FINAL level: we do not get to see what the light past the door of the church represents. But it’s explicit that what they bring along from their previous life is ALL that matters, and that there would be nothing past that door if you didn’t bring along your experiences. The fact that this exists as a “pocket reality”, where only people that matter to you get to show up, means that it’s who you are and what you learned matters, even, and in particular, past the door.

Which all leads to the general concept of “Culture”. The show also represents the struggle of men Vs nature. Science Vs belief. The great intuition Jeff Jensen had is that the (island time – sideways reality) relationship is a metaphor for “fiction” in general. We, real people, become the object of this show (instead of the wreckage of the airplane, the final scene should have been about people watching TV, as in a mirror. That would have been a wonderful ending scene with cool subversion included). We watch these characters, get feelings about them. A few of you have cried. The involvement you can have with “fiction” has the same power of the relationship between the realities in the show. We learn things even if we don’t get to live directly those stories. The show, as fiction, tells and teach us stuff. It doesn’t impose anything, we get the choice to learn what we want, or discard everything. The same theme of choice that plays through the show: it’s the characters who do mistakes or learn to correct themselves. They go through a journey and this journey matters solely because it determines what they become. Lessons may be harsh, mistakes leading to tragedy, yet it all has a sense of finality.
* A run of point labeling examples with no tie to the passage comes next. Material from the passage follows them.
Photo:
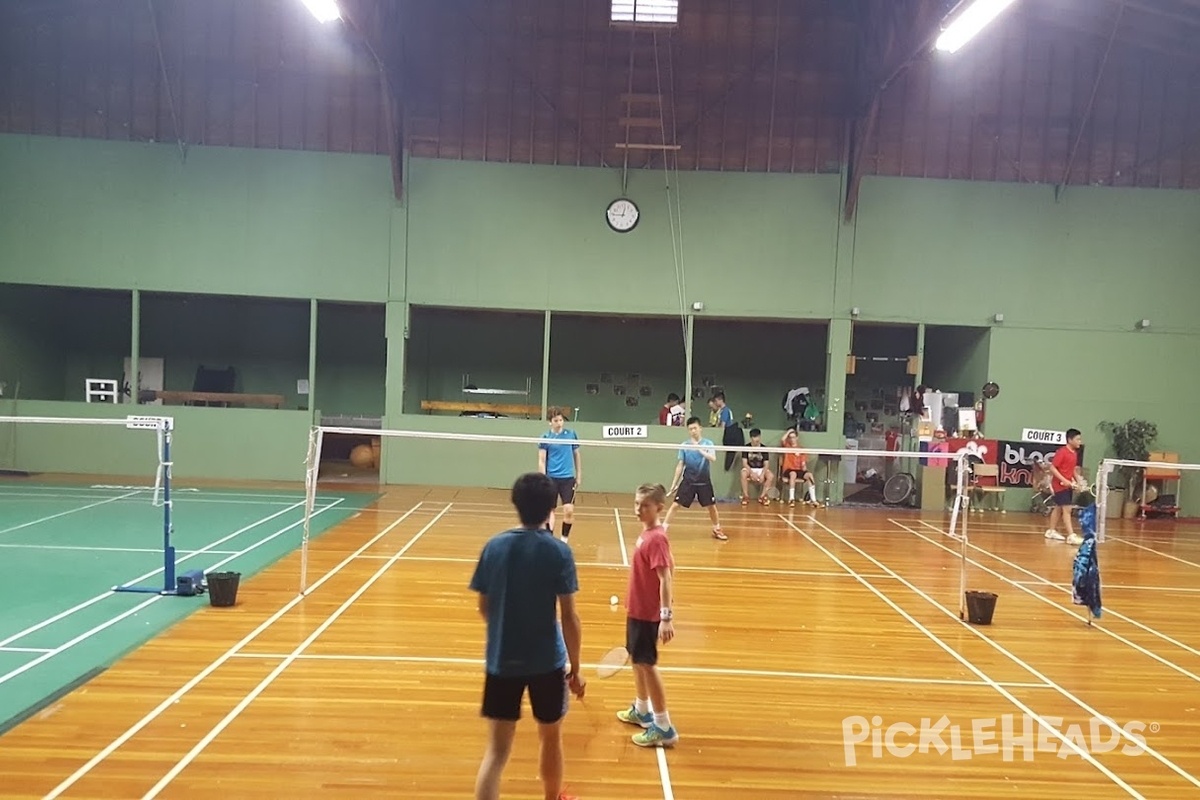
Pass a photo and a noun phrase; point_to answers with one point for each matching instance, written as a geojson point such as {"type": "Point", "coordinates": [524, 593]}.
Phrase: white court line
{"type": "Point", "coordinates": [54, 492]}
{"type": "Point", "coordinates": [215, 665]}
{"type": "Point", "coordinates": [101, 549]}
{"type": "Point", "coordinates": [621, 539]}
{"type": "Point", "coordinates": [1126, 541]}
{"type": "Point", "coordinates": [64, 513]}
{"type": "Point", "coordinates": [665, 774]}
{"type": "Point", "coordinates": [1023, 663]}
{"type": "Point", "coordinates": [1068, 609]}
{"type": "Point", "coordinates": [66, 645]}
{"type": "Point", "coordinates": [726, 672]}
{"type": "Point", "coordinates": [175, 499]}
{"type": "Point", "coordinates": [613, 565]}
{"type": "Point", "coordinates": [181, 764]}
{"type": "Point", "coordinates": [101, 596]}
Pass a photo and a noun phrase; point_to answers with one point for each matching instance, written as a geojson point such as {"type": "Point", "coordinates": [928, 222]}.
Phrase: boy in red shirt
{"type": "Point", "coordinates": [1063, 468]}
{"type": "Point", "coordinates": [649, 619]}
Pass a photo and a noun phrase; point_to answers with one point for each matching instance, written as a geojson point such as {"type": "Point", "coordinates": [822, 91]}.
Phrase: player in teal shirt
{"type": "Point", "coordinates": [694, 479]}
{"type": "Point", "coordinates": [558, 458]}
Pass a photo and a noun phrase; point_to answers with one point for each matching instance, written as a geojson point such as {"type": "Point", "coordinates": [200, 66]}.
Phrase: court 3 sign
{"type": "Point", "coordinates": [1044, 437]}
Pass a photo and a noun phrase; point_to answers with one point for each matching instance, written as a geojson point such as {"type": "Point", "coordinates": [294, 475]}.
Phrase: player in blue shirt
{"type": "Point", "coordinates": [694, 479]}
{"type": "Point", "coordinates": [522, 577]}
{"type": "Point", "coordinates": [561, 463]}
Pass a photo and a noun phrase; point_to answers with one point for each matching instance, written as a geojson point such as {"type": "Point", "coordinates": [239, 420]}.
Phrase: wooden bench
{"type": "Point", "coordinates": [508, 409]}
{"type": "Point", "coordinates": [173, 397]}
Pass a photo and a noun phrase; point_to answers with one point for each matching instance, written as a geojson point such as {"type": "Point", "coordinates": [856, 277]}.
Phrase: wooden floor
{"type": "Point", "coordinates": [803, 633]}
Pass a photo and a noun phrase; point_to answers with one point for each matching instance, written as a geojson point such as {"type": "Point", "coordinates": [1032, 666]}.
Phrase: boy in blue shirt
{"type": "Point", "coordinates": [694, 480]}
{"type": "Point", "coordinates": [522, 577]}
{"type": "Point", "coordinates": [561, 463]}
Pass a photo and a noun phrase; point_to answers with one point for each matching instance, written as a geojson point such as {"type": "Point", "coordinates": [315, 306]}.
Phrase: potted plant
{"type": "Point", "coordinates": [1131, 441]}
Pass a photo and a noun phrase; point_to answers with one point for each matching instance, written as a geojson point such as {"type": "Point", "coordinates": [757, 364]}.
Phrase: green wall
{"type": "Point", "coordinates": [957, 253]}
{"type": "Point", "coordinates": [264, 341]}
{"type": "Point", "coordinates": [1072, 275]}
{"type": "Point", "coordinates": [957, 359]}
{"type": "Point", "coordinates": [497, 350]}
{"type": "Point", "coordinates": [226, 221]}
{"type": "Point", "coordinates": [352, 359]}
{"type": "Point", "coordinates": [52, 340]}
{"type": "Point", "coordinates": [531, 236]}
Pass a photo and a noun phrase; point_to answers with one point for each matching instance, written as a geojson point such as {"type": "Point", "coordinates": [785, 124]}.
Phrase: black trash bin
{"type": "Point", "coordinates": [223, 588]}
{"type": "Point", "coordinates": [981, 606]}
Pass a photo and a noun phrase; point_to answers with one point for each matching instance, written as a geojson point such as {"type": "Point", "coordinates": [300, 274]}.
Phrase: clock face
{"type": "Point", "coordinates": [622, 215]}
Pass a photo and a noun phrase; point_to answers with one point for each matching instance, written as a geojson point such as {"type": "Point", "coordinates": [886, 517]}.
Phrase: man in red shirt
{"type": "Point", "coordinates": [1063, 468]}
{"type": "Point", "coordinates": [649, 619]}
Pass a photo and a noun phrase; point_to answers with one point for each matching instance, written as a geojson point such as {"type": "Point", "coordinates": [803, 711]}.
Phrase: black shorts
{"type": "Point", "coordinates": [547, 696]}
{"type": "Point", "coordinates": [642, 641]}
{"type": "Point", "coordinates": [565, 487]}
{"type": "Point", "coordinates": [702, 492]}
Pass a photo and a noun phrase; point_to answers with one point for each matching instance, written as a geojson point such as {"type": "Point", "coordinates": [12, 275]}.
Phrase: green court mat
{"type": "Point", "coordinates": [65, 547]}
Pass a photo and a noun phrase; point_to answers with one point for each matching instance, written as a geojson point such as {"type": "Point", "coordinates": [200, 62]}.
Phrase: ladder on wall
{"type": "Point", "coordinates": [647, 104]}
The weakness of the ending was that the scene in the church gave more an impression of “nothing really matters, in the end everyone is happy”, when instead the actual message is that the happiness exists and is possible BECAUSE of what they lived, and that the room would be empty if they didn’t get through what they went through. Ben’s character and his reactions are especially meaningful. His life was so filled with hate and selfish drive that he feels uncomfortable joining the others. He’s ashamed of himself. In the end he connects with Hurley because Hurley is the one he gets to spend time with (on the island) and maybe redeem himself. If everyone gets a pocket reality of afterlife shared with the people that matter the most for him, we realize that these are the people that are the most important for Ben, yet he’s still uncomfortable being with them. And this makes it a rather sad and revealing ending. Ben brings with himself the legacy of his previous life. Everyone does.

The smoke monster, the island, the magic pool… Everything was simply a device. Used from a side to capture the attention of the audience and carry us through an extraordinary journey, from the other used so that these characters would face their obsessions and fears, their past. So that they would be tested and get the choice of resolving themselves, making themselves better. They face nightmares and dreams becoming real. The plot was made to liberate you, similarly to how the characters had to “let go” so that they could embrace a new life. If you let the plot & mysteries details tangle you, you’ll sink with them and won’t get the chance to understand what this show is telling you.

You’ll become like Eloise, who was so enamored of the fake reality that she preferred to stay out there.